Los ocho de la calle de La Sal se reúnen un viernes de cada mes. Dos de ellos son tan jóvenes que fueron devotos de La bola de cristal antes que de Holmes. La diferencia generacional es la prueba irrefutable de la inmortalidad del dios de los detectives que basan su pericia en la observación y la deducción.
Paco y Montse, mientras, sirven vino y cerveza, el combustible que carbura las tertulias y facilita el intercambio de nuevos descubrimientos. Stanley Hopkins muestra el paraguas que ha tuneado cosiendo las siglas de S.H.. Jack Crocker exhibe la placa colgada en su solapa, copia de la del Regimiento en el que sirvió Watson. Eloysius García habla de la edición de la Carta Escarlata, firmada por Doyle, que consiguió por 9.000 euros. Harold Stackhurts está orgulloso de su nueva adquisición, las agujas que utilizaba Holmes para inocularse cocaína y morfina.
Por la manera apasionada, casi infantil, con la que explican sus hazañas como miembros del Círculo Holmes, es una falacia pensar que alguna vez traicionarán a su querido detective. El tema candente de la tede es decidir el lugar donde van a celebrar la próxima convención anual, cuyo leu motiv versa alrededor de las obsesiones de Holmes. El año pasado la sede elegida fue Valencia, una ciudad que quema fallas en honor del perseguidor de Moriarty.

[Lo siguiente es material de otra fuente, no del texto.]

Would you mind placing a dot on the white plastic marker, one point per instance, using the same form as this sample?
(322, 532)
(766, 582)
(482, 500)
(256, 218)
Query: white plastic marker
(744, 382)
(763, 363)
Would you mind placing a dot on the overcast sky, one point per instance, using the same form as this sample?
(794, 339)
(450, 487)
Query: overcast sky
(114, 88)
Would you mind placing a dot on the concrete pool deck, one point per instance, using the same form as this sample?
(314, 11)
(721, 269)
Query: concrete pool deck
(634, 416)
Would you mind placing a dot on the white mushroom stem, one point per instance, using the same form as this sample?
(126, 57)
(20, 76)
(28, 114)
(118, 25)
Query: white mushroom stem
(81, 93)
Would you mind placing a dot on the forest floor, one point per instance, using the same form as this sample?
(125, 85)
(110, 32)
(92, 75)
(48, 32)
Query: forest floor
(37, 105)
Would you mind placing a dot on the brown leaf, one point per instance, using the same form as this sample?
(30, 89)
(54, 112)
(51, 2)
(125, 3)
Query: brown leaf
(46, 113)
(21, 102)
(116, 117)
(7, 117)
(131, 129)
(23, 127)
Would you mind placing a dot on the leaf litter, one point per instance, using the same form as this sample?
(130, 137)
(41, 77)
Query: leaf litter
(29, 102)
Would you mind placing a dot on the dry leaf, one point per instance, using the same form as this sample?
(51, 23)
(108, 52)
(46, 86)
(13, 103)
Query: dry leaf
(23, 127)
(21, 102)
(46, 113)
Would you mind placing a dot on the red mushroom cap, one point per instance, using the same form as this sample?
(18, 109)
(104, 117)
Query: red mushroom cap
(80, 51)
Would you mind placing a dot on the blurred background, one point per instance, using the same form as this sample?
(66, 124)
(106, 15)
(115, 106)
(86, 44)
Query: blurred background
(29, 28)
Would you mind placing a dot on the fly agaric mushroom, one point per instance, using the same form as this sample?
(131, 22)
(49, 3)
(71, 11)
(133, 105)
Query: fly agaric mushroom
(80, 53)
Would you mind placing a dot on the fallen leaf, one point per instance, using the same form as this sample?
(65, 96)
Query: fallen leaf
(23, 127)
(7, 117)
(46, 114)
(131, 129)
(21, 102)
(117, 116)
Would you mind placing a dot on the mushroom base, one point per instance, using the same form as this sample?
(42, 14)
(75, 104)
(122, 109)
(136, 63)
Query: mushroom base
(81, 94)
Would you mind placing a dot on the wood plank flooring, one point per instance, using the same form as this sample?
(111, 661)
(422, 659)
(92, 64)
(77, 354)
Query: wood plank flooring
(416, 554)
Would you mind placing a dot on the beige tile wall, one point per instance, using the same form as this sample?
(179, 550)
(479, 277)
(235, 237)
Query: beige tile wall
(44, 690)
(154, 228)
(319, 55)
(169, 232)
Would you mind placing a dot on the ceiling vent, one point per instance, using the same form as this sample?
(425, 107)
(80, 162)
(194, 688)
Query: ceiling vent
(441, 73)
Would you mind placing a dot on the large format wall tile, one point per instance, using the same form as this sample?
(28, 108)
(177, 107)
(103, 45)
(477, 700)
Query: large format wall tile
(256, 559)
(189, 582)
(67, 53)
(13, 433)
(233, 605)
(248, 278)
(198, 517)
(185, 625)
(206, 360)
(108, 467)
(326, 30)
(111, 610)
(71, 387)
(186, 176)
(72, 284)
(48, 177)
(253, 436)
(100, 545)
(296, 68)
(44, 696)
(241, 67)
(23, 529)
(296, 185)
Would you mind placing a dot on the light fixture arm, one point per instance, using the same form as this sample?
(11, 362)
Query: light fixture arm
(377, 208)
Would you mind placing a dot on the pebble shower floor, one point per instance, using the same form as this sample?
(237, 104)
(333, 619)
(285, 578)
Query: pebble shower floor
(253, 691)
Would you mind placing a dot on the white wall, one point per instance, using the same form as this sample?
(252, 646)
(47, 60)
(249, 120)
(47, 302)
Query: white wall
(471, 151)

Las horas dedicadas a saciar su pasión están reflejadas en la revista trimestral Jezail, título que parece extraído de una novela rosa, cuando en realidad es el nombre del rifle que hirió a Watson en Afganistán. Los estatutos son el libro de estilo. Jezail es la Biblia.
Los hombres del Círculo hablan con pasión, aunque adoctrinados por el inquilino de Baker Street, sus palabras no pierden el compás del jazz que armoniza la velada. Cocoç. invitado circunstancial es mejor escuchar que opinar por miedo a que te suelten a la mínima sandez un «elemental, querido Vázquez».